Raleigh police responded to a report last Tuesday, the News & Observer reported, that William Ray, 62, was pointing a shotgun at people as they drove by. As officers approached Ray, Wake County Sheriff Donnie Harrison told reporters last week, he became "belligerent" and raised his weapon. Donnie Farmer, a deputy at the scene, was able to push the barrel of Ray's gun away. Ray then told officers, "I got something for you," before pulling a second gun, a pistol, from his pocket. Farmer then hit Ray's hand as the pistol fired. No one was injured.


“He had been drinking,” Wake County Sheriff Donnie Harrison told reporters. “He definitely had been drinking.”

Ray was charged with assault on a law enforcement officer with a firearm and damage to property. His lawyer told the court he may be suffering from a mental illness, according to local news reports.

Ray's encounter with police was a stark contrast to that of Sterling and Castile: Philando Castile was reaching for his wallet to retrieve his driver's license, as instructed, when he was shot four times and killed by Officer Jeronimo Yanez. Alton Sterling was selling CDs outside a convenience store before being pushed to the ground, tasered, and then shot to death by officers. Ray aimed two weapons at police officers, firing at least once—officers did not return fire, and Ray is alive.

As protests unfolded around the country last week for Sterling and Castile's deaths, many held up Ray's case as example of how dramatic a role race can play in interactions with police.
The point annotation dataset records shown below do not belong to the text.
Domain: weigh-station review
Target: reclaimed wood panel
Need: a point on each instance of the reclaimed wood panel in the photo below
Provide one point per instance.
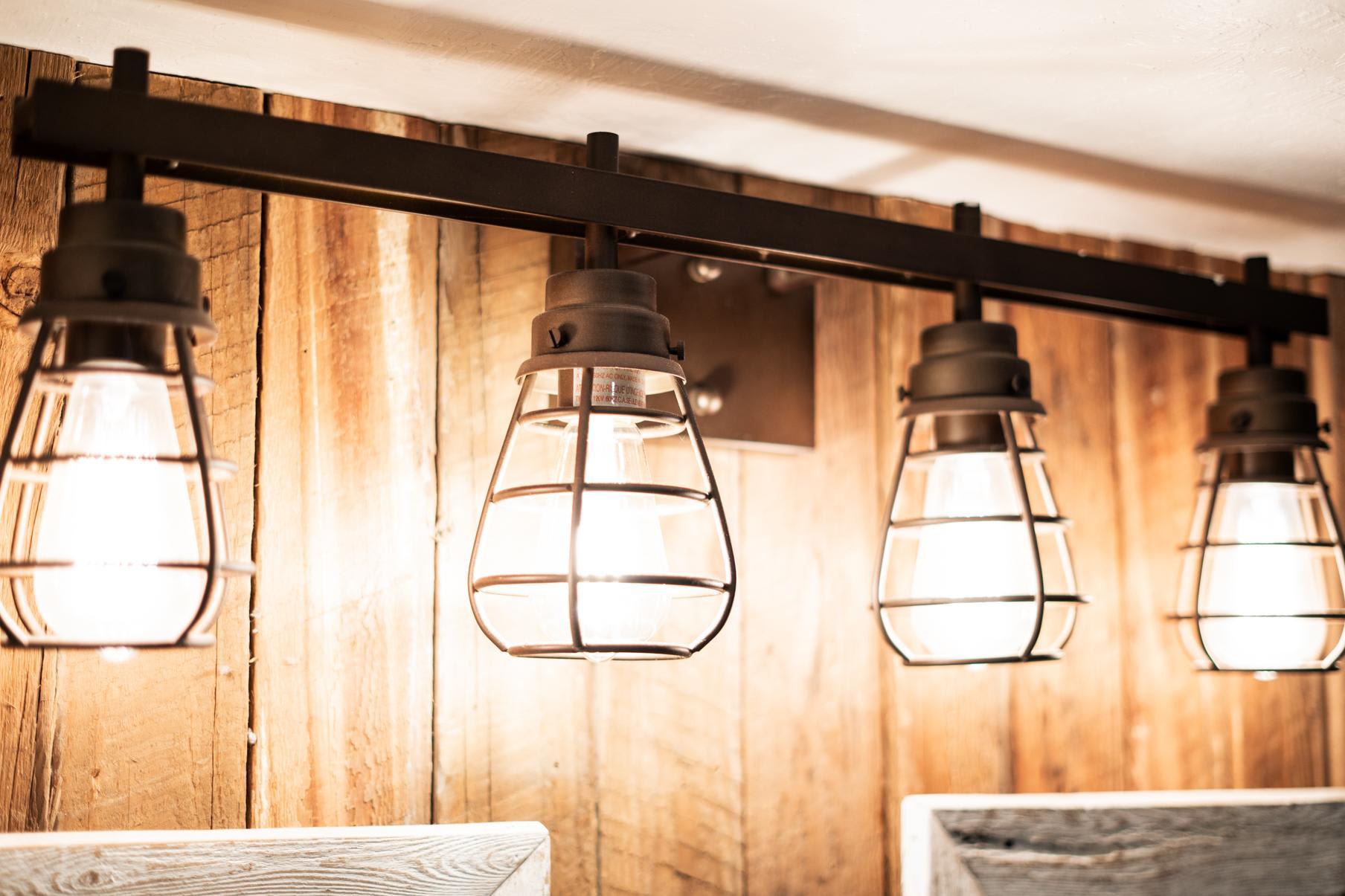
(812, 736)
(1178, 736)
(31, 196)
(1268, 842)
(514, 738)
(344, 611)
(459, 860)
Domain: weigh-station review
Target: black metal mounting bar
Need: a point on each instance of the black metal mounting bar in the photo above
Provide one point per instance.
(193, 141)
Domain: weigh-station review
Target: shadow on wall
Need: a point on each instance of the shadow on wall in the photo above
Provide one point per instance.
(467, 39)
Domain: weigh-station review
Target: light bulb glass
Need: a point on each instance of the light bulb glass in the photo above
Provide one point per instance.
(619, 533)
(1263, 578)
(974, 558)
(113, 515)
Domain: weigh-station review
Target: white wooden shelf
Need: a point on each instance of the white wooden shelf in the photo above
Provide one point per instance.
(504, 859)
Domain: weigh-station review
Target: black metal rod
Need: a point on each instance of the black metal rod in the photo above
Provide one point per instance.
(194, 141)
(126, 170)
(600, 239)
(1261, 345)
(966, 294)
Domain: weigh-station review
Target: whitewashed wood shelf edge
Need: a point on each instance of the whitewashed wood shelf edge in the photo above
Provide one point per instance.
(506, 859)
(1251, 842)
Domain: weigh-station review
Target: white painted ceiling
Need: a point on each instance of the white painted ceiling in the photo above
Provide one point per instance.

Taking a step back, the figures are clear: of 1,502 people shot by police since January last year, 381 were black, according to the Washington Post's database, or 24%. But black people only make up some 13% of the American population, according to the 2010 census. While the numbers should speak for themselves, a case like this in North Carolina shows us what that difference in treatment from cops can look like.